One thing every pool has in common, whether it is above-ground or in-ground, is that every pool has some kind of liner in it. While a few of these pools may have a special kind of liner, such as tile, natural rock, heavy-duty liquid coating or even marble, most pools have a simple vinyl liner.
Why vinyl? Well, for one thing vinyl is a very cost-efficient material. It’s very cheap, but not cheaply made. Most swimming pools you find in people’s back yards have vinyl linings for this very reason. However, if you do own a pool that’s older, your vinyl siding may be starting to peel. As the liner becomes more and more flaky, the water can have adverse affects on the inner walls of the pool. After just so long, the vinyl will start to crack and peel and will need to be replaced.
While you can both remove and install the vinyl pool liner yourself, many people often find it easier to hire an outside company to come in and do the manual labor. However, if you insist on doing it for yourself, be forewarned that you are in for a lot of hard work. Between the measuring and draining of the pool, the removal of old liner, the re-smoothing of the pool’s floor, and the eventual installation of the liner itself, you are looking at well over a weekend’s worth of work. If you are doing this with only a friend to help, or by yourself, it could easily take longer. If it’s in your budget to hire someone to do all the manual labor for you, do so. They’ve been doing liner installations for many years, and you’re guaranteed a professional level of work.

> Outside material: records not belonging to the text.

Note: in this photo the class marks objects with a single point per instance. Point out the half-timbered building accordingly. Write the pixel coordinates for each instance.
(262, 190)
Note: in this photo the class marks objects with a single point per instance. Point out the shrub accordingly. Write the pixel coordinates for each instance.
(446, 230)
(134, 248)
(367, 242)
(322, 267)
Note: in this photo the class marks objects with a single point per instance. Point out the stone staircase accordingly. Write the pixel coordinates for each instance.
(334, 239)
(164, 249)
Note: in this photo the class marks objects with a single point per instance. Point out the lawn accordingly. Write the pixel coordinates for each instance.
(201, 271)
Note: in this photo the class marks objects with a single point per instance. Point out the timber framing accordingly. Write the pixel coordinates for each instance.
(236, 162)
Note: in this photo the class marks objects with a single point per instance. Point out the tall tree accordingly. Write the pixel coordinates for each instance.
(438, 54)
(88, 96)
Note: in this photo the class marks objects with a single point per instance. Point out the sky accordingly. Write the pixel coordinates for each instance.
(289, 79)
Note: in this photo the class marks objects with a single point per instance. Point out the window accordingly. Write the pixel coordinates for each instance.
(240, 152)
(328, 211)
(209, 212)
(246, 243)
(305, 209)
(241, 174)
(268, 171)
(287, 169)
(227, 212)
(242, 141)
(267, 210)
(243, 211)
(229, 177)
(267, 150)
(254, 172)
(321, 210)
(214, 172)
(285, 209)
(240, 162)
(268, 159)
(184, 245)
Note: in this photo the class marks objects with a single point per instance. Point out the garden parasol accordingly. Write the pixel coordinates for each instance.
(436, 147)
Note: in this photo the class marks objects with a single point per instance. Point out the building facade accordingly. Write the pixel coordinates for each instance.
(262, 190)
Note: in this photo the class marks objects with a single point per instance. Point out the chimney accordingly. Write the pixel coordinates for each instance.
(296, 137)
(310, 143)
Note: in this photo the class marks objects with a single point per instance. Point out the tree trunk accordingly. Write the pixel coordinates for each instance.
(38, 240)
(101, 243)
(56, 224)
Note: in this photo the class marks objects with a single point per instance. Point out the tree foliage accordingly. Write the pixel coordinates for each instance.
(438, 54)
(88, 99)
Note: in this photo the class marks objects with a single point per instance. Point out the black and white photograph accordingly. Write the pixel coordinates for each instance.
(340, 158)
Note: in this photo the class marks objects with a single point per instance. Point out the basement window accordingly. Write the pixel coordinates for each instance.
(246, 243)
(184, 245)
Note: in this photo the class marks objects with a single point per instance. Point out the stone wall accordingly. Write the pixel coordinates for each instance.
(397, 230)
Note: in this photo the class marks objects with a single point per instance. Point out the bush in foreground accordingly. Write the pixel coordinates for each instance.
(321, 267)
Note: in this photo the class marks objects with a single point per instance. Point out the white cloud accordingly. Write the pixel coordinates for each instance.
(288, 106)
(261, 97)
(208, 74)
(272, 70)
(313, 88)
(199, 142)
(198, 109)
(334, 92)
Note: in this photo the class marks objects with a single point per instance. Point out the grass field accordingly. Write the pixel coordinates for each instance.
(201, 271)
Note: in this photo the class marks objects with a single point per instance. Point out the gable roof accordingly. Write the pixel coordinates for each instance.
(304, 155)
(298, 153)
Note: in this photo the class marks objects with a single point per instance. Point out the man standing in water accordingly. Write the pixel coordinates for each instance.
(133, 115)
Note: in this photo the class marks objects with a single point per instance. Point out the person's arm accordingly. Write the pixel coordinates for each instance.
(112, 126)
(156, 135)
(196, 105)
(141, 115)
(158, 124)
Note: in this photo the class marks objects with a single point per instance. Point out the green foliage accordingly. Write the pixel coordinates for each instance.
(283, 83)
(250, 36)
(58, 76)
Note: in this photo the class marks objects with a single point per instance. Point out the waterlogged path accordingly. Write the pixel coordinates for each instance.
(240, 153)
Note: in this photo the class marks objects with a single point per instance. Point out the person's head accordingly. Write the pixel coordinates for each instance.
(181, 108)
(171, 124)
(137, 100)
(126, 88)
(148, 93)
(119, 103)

So why would you want to go with vinyl lining for your pool? Technology has advanced considerably since the last time your pool was lined. New linings are protected against chemical degradation, adding many years to the life of your vinyl. Previously, the chemicals in chlorine that many pools use to keep clean and safe from disease-causing bacteria would eat away at the vinyl, which is why it would turn brittle. Also, new advances in coloring and coating makes modern vinyl pool lining resistant to color fading from the sun’s ultraviolet rays to ensure that your pool will always maintain that colorful, fun look and feel.
There are other items that can help insulate your pool. For instance, many above-ground pools require a pool cove to help ensure the even distribution of weight as the water splashes around. This not only helps to prevent leaking at a vital point in the pool wall, but also ensures that you don’t have any freak toppling or spillages from the pool wall breaking. Another method to help increase the life of your pool wall is the use of wall foam. Wall foam is 1/8th inch thick foam padding that you line the innermost parts of your pool wall with. The foam helps to protect and prevent rust, corrosion of either the wall or the liner, and other degradation. It also helps support your pool’s structure, adding extra strength to the walls to support the weight.
No matter if you take every precaution in the book, or if you just want a quick fix, pool liners are an essential consideration in the construction, maintenance and use of any pool.